Rogelio Manuel Díaz Moreno
HAVANA TIMES — Over the past few weeks, several people had mentioned they had seen a film dealing with biblical issues aired on Cuban television’s Sunday movie segment. This past Sunday, I turned on my TV to catch the end of a feature film starring Russel Crowe and dealing with the myth of Noah’s Ark.
Many people complain of what minors are exposed to in certain TV programs that reflect realities they are uncomfortable with. Let us direct such criticisms at this film about the Flood as a mental exercise.
The god of the Old Testament gets angry because the world’s creatures (which He created) have behaved badly. Let us ignore the contradiction or inconsistency that stems from the fact this all-knowing god should gave predicted this turn of events the moment he booted Adam and Eve out of the Garden of Eden. He goes on to administer a (holy?) remedy: the veritable destruction of the entire planet, a flood that sweeps everything in its path, including children, women and old people. The film relies on much sensationalism and visual effects which succeed in conveying the traumatic message that one should not mess around with Jehovah the Exterminator.
Let us carefully go over this matter. It is by no means my intention to engage in an anti-Christian diatribe or anything of the sort here. I do, however, have reasons to be annoyed over the selection criteria used to air this film.
Cuban television is an official, State and public institution for which the government is fully responsible. And the Cuban State is secular, if we’re still to believe the constitution. Articles 8 and 55 of the constitution establish the separation of Church and State, equal rights for all creeds and religions and the freedom Cuban citizens have to profess any or no religion.
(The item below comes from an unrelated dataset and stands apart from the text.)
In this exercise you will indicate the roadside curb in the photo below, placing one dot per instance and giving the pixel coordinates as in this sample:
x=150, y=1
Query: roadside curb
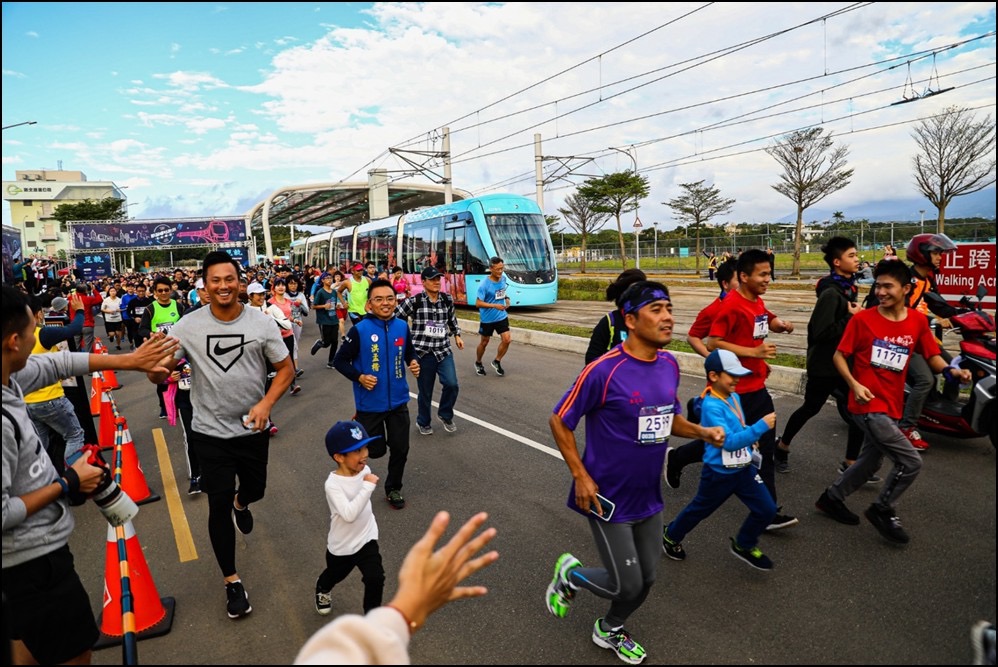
x=781, y=378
In view of this, it is questionable that an official of Cuba’s Radio and Television Institute (ICRT) should choose to broadcast materials that are partial to a specific religious doctrine, during a regular segment. It constitutes a violation of the religious freedom of those people that do not profess that particular creed. Incidentally, it also violates the freedom of those individuals who do profess it (in a less obvious manner), for it contradicts the neutrality that any public, collective or plural space ought to maintain.
I repeat – and will continue to do so for as long as it’s necessary – that I am not moved by any anti-Christian sentiments or a wish to censor religious discourse. I insist that people ought to have full freedom to consume, produce and divulge the religious materials they wish, as individuals or a congregation. Owing to the history of our people and culture, it will nevertheless be quite difficult to censor true works of art that stem from a religious background.
To mention some simple but solid examples: the paintings of saints at museums, the poetry of Saint John of the Cross, Gregorian chants, a sweet ave maria…these are part of a cultural heritage that we treasure, and the fervor it awakens in many of us is something we hope to convey to the new generations.
We should also not discard the possibility that, sometime in the future, some of the religious films and other contemporary artworks become a part of this heritage because of their merits. That said, we should not be too hasty and begin to use regular television segments to air works that are explicitly doctrinaire and which have not yet reached the status of lasting respectability in terms of their ability to awaken human emotion.
I again stress the responsibility of a secular State, which must treat all creeds equally. No one can deny the existence of similar works that are related to beliefs from Cuban religions, the Muslim faith, New Age creeds and others, similarly respectable ones in our country. Are we going to say that, since some have more practitioners than others, they ought to enjoy more rights?
This trend is coupled with those occasions in which State television has decided to broadcast Christian masses during Christmas. This is one way to begin naturalizing the discrimination against other creeds and atheists.
Let us not forget that a religious doctrine commonly conveys a package of moral and ethical concepts that do not wholly agree with those of other doctrines or of people who profess no religion, and that, all too often, these concepts are exalted to the detriment of the spaces and faculties of others. It is our duty as citizens to prevent and oppose this violation of our freedoms and rights.
To conclude, I commend any religious congregation for carrying out their worship and proselytism sincerely, through their own means, even those who look upon me as the most insignificant of beings. But I want the Church out of State television.